Jimmy Martin's Sunny Mountain Boys were famed for their extremely high level of musicianship. Pickers like Paul Williams, J.D. Crowe, Tater Tate and many others made their way through Martin's ranks. By the late '60s, Martin became active on the bluegrass festival circuit, and started reaching a new audience. This was made official by his inclusion on the Nitty Gritty Dirt Band's 1971 classic 'Will the Circle Be Unbroken' (United Artists) tour de force -- a three-record set of traditional country and bluegrass that had the NGDB joining forces with Martin, Doc Watson, Mother Maybelle Carter, Merle Travis, Roy Acuff, Earl Scruggs and others. This set remains a milestone in country music, warranting a follow-up in 1989. Martin was included in both albums.

"Yeah! I got a gold album on that. We did six of my songs on the first one, and it sold four million. Then, when they called me up to do 'Circle 2,' they wanted me to do 'Sittin' On Top of the World,' and I said, jokin'-like to 'em, 'Why you only want me to do one on the second one when you wanted me to do six on the first one and it sold four million?' Bill McEuen [from the Dirt Band] said, 'Hell, you stole the first one -- you ain't stealin' this one!' It's just a joke, but I thought I should tell it."

Martin left Decca/MCA in '74, and released six albums on the Gusto label. Finally, he started his own label, Sunny Mountain Music.

More recently, Martin could be seen to great advantage in the award-winning bluegrass documentary 'High Lonesome.'

"Man, I don't like anything I done when I see myself. People say, 'We like what you did,' and I say 'Do you really?!' I never did anything where I thought I couldn't do it better. Owen Bradley told me, 'You just keep that attitude and you'll always be good.'"

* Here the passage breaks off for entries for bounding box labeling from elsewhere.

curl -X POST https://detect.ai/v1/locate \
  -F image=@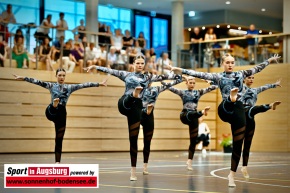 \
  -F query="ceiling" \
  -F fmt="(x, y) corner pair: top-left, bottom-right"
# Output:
(99, 0), (283, 19)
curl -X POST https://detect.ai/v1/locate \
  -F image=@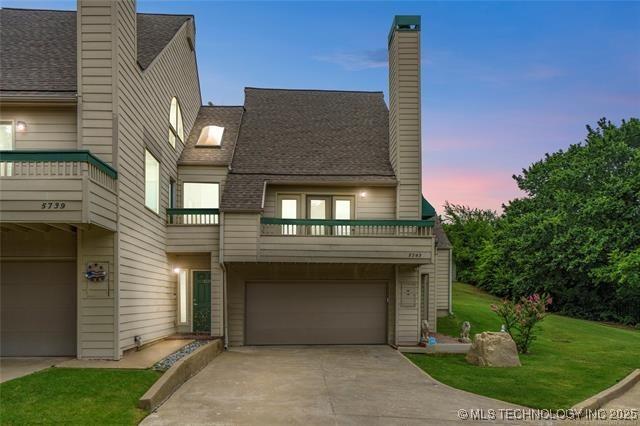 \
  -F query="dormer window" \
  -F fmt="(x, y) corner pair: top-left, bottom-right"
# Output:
(196, 126), (224, 146)
(169, 97), (184, 148)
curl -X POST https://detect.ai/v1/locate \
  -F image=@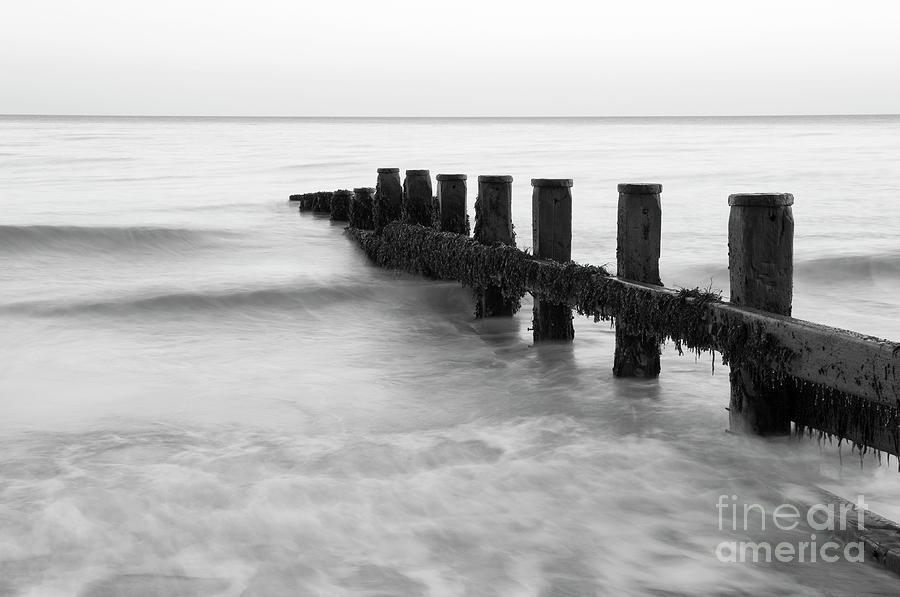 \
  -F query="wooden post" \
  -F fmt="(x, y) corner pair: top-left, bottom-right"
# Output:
(613, 184), (662, 378)
(728, 193), (794, 435)
(437, 174), (469, 236)
(350, 187), (375, 230)
(372, 168), (403, 233)
(331, 189), (353, 222)
(313, 191), (334, 213)
(531, 178), (575, 342)
(473, 176), (519, 317)
(403, 170), (433, 226)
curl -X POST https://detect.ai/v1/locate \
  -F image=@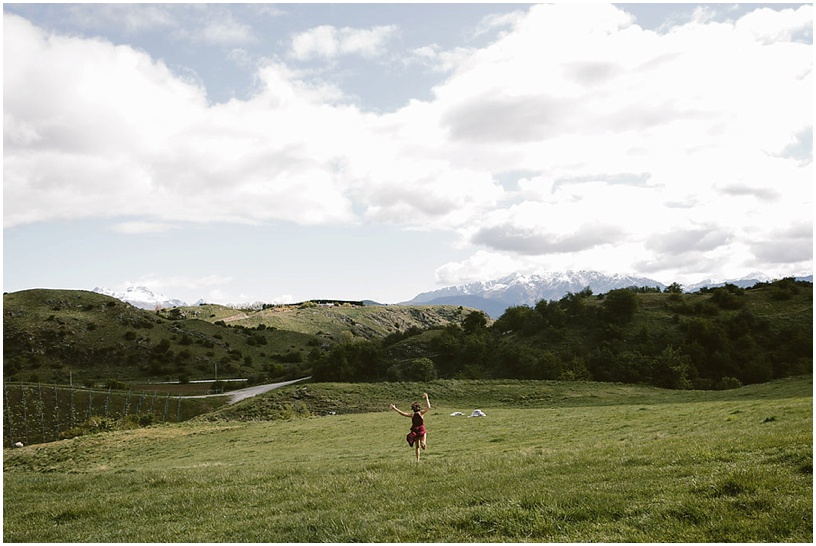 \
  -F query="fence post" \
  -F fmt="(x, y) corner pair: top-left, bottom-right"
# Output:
(85, 387), (93, 420)
(3, 383), (14, 446)
(105, 387), (111, 417)
(37, 383), (45, 443)
(68, 382), (76, 428)
(122, 391), (130, 421)
(54, 385), (59, 440)
(20, 381), (28, 444)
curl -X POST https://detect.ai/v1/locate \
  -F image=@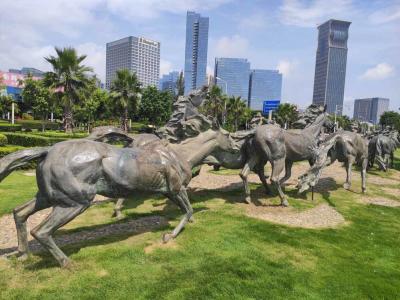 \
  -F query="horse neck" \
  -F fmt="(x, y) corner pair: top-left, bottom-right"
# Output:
(301, 118), (325, 138)
(171, 131), (217, 168)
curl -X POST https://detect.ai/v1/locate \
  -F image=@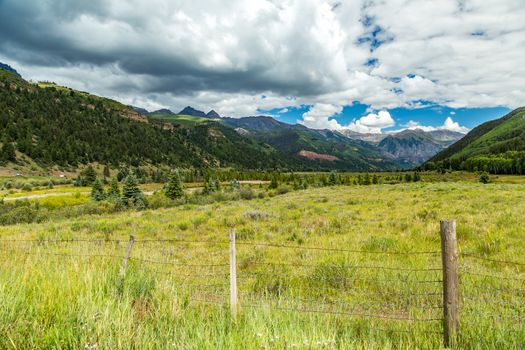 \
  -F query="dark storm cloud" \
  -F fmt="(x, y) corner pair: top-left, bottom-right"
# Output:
(0, 0), (525, 123)
(0, 0), (348, 96)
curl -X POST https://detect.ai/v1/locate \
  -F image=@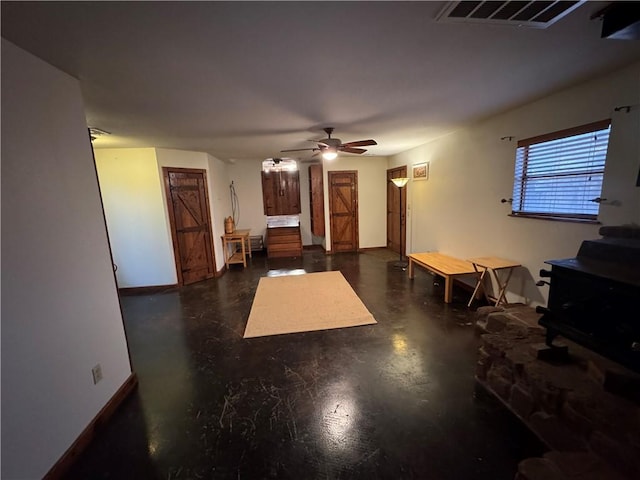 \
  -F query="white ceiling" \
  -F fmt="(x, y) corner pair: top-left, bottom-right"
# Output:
(1, 1), (640, 160)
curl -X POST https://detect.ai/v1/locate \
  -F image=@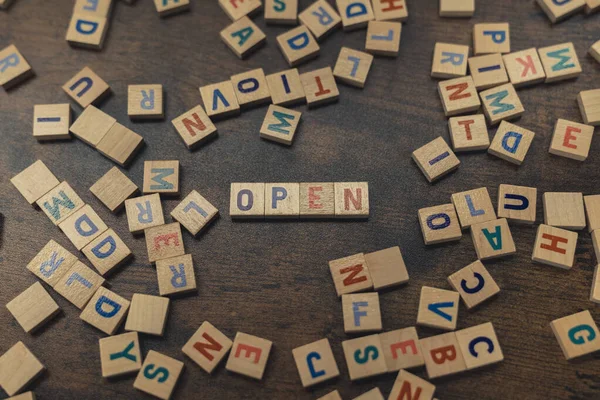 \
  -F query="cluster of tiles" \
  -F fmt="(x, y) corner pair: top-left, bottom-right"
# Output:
(229, 182), (369, 218)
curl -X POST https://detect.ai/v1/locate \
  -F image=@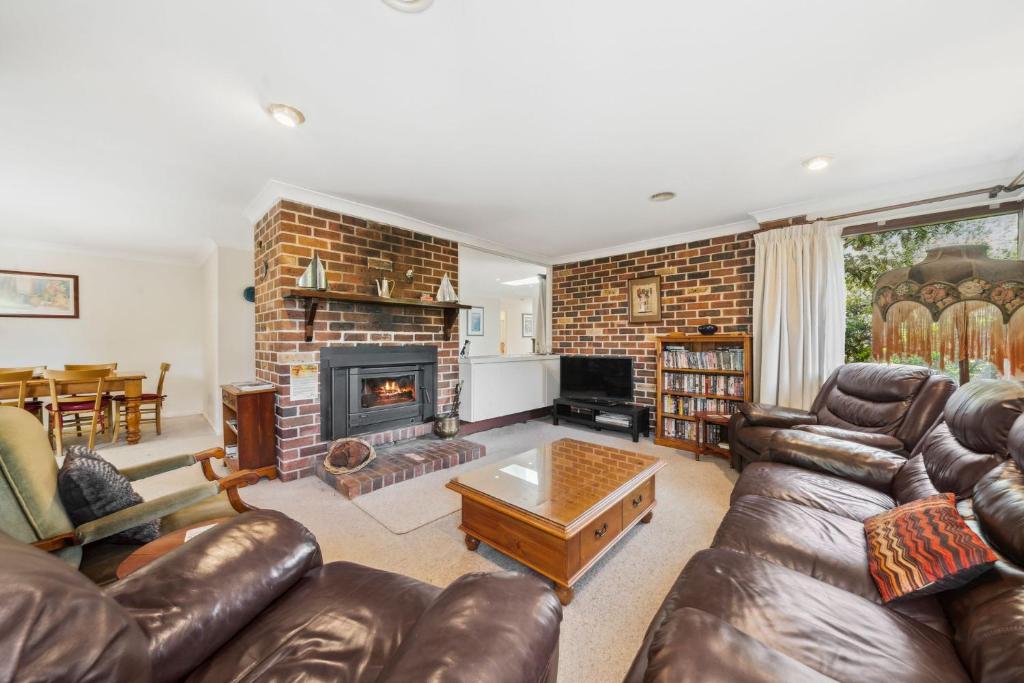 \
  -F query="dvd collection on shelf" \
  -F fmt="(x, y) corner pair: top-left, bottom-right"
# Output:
(662, 346), (743, 371)
(662, 418), (729, 449)
(662, 393), (739, 415)
(662, 373), (744, 399)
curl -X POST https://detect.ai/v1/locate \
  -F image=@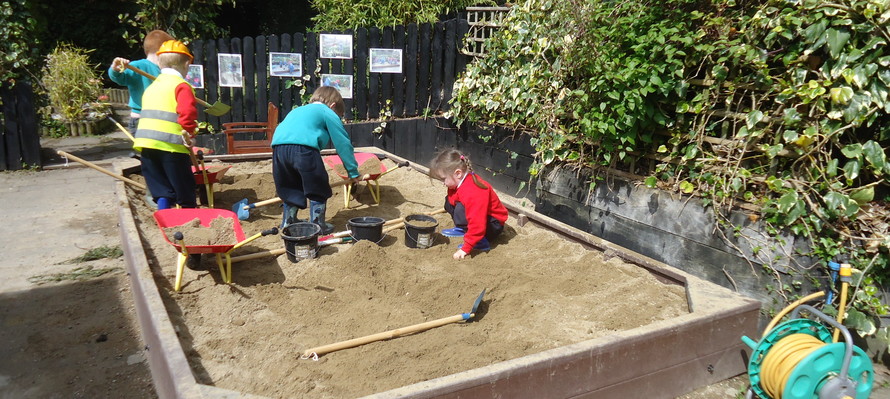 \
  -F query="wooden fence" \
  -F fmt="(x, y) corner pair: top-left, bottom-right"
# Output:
(0, 81), (42, 170)
(190, 19), (469, 127)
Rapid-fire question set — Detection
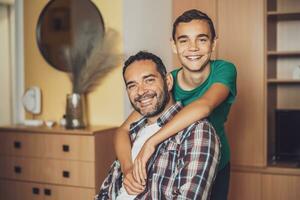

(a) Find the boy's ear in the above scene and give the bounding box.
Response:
[212,37,218,51]
[166,73,174,92]
[171,39,177,54]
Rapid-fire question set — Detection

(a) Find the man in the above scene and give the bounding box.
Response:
[96,52,220,200]
[115,9,237,200]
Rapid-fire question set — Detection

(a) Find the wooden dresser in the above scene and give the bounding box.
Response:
[0,126,115,200]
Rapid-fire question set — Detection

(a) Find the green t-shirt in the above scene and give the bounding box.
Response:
[171,60,237,170]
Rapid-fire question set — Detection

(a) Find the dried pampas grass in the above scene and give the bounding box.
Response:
[66,29,122,94]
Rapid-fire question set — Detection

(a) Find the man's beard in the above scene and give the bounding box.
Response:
[130,83,170,117]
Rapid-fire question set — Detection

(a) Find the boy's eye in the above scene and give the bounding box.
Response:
[199,38,207,42]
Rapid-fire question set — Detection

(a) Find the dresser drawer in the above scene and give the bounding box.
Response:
[0,179,95,200]
[0,132,95,161]
[0,156,95,188]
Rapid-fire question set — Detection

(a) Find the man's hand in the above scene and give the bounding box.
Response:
[123,168,145,195]
[133,140,155,185]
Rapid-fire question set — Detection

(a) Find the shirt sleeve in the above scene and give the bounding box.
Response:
[94,160,122,200]
[174,121,220,200]
[213,61,237,103]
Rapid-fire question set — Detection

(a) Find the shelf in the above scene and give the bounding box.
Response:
[231,163,300,176]
[268,78,300,84]
[268,11,300,20]
[268,51,300,57]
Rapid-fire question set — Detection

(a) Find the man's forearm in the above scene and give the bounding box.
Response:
[114,128,133,173]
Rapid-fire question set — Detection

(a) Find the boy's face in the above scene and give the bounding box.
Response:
[172,20,216,72]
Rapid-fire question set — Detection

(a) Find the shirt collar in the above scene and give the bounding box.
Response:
[129,102,182,134]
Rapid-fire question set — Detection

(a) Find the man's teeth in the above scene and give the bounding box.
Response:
[186,56,201,60]
[139,98,152,104]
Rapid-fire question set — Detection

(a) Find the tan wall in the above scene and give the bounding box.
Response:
[24,0,124,125]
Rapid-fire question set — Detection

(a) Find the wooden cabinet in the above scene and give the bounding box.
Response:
[0,126,115,200]
[265,0,300,163]
[229,171,262,200]
[262,174,300,200]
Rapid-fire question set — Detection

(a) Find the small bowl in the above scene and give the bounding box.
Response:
[45,120,55,128]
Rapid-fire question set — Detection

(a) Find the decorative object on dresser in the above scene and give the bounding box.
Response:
[0,126,115,200]
[36,0,121,129]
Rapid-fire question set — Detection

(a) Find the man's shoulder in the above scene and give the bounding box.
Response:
[183,118,216,135]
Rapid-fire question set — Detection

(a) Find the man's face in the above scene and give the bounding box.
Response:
[173,20,215,72]
[124,60,170,117]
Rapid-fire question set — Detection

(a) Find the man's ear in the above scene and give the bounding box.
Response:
[171,39,177,54]
[166,73,174,92]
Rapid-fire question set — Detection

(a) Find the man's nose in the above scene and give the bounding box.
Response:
[137,84,147,95]
[189,41,199,51]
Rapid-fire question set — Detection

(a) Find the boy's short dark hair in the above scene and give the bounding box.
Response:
[172,9,216,41]
[123,51,167,79]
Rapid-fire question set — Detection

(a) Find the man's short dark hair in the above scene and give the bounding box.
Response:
[123,51,167,79]
[172,9,216,41]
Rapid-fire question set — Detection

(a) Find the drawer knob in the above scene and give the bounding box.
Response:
[44,188,51,196]
[32,188,40,194]
[15,166,22,174]
[14,141,22,149]
[63,144,70,152]
[63,171,70,178]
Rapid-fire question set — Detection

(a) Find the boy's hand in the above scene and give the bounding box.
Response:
[123,168,145,195]
[133,140,155,185]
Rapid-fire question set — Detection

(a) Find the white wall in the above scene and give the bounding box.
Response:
[123,0,172,117]
[0,4,11,125]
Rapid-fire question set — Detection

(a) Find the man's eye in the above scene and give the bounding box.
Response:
[145,78,155,84]
[179,40,187,44]
[127,85,136,90]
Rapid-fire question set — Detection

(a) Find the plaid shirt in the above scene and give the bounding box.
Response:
[95,103,220,200]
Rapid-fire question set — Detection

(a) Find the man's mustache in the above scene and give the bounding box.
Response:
[134,92,157,101]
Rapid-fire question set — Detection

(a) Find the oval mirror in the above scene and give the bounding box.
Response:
[37,0,104,72]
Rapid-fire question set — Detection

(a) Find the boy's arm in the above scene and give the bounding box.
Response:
[114,111,141,173]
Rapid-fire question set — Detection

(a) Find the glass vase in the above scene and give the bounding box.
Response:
[66,93,87,129]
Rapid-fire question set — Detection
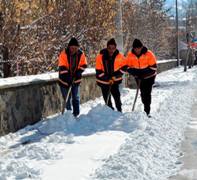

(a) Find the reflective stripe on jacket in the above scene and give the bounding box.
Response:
[96,49,126,85]
[126,50,157,79]
[58,50,87,87]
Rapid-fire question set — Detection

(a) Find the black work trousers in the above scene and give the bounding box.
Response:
[101,84,122,112]
[136,76,155,115]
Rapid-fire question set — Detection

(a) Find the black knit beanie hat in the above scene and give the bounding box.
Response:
[107,38,117,46]
[68,37,79,46]
[133,39,143,48]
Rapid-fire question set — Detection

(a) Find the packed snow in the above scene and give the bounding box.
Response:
[0,67,197,180]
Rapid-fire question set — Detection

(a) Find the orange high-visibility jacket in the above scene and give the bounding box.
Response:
[96,49,126,85]
[58,50,87,86]
[126,50,157,79]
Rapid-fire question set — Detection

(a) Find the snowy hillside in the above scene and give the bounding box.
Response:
[0,67,197,180]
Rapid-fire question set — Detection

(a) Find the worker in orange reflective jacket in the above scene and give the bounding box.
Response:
[96,38,126,112]
[126,39,157,117]
[58,37,87,117]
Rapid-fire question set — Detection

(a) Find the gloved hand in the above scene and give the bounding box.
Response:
[111,76,116,81]
[109,79,114,85]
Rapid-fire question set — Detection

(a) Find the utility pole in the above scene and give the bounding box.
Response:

There's Jimmy Martin, by himself, singing the Gene Autry song "20/20 Vision (And Walking 'Round Blind)" -- one man with a guitar, and it is killing.

While Jimmy Martin is not quite a household word today, that clip shows a man in the deepest throes of his art. Time has passed, different musicians have traveled through his band, and most of his work has not been reissued.

His pride has taken something of a beating, especially with regards to his not being a member of the Grand Ol' Opry. His reputation as a hothead seems to have overtaken his standing as a master of bluegrass. And Martin, semi-retired, continues to play music, go coon hunting, and whatever else it is that becomes a legend most; although 1998 finds him taking it easy, after a triple-bypass surgery. And, along with Earl Scruggs, he is the legendary presence of bluegrass music's first period of glory. And he still sounds like that.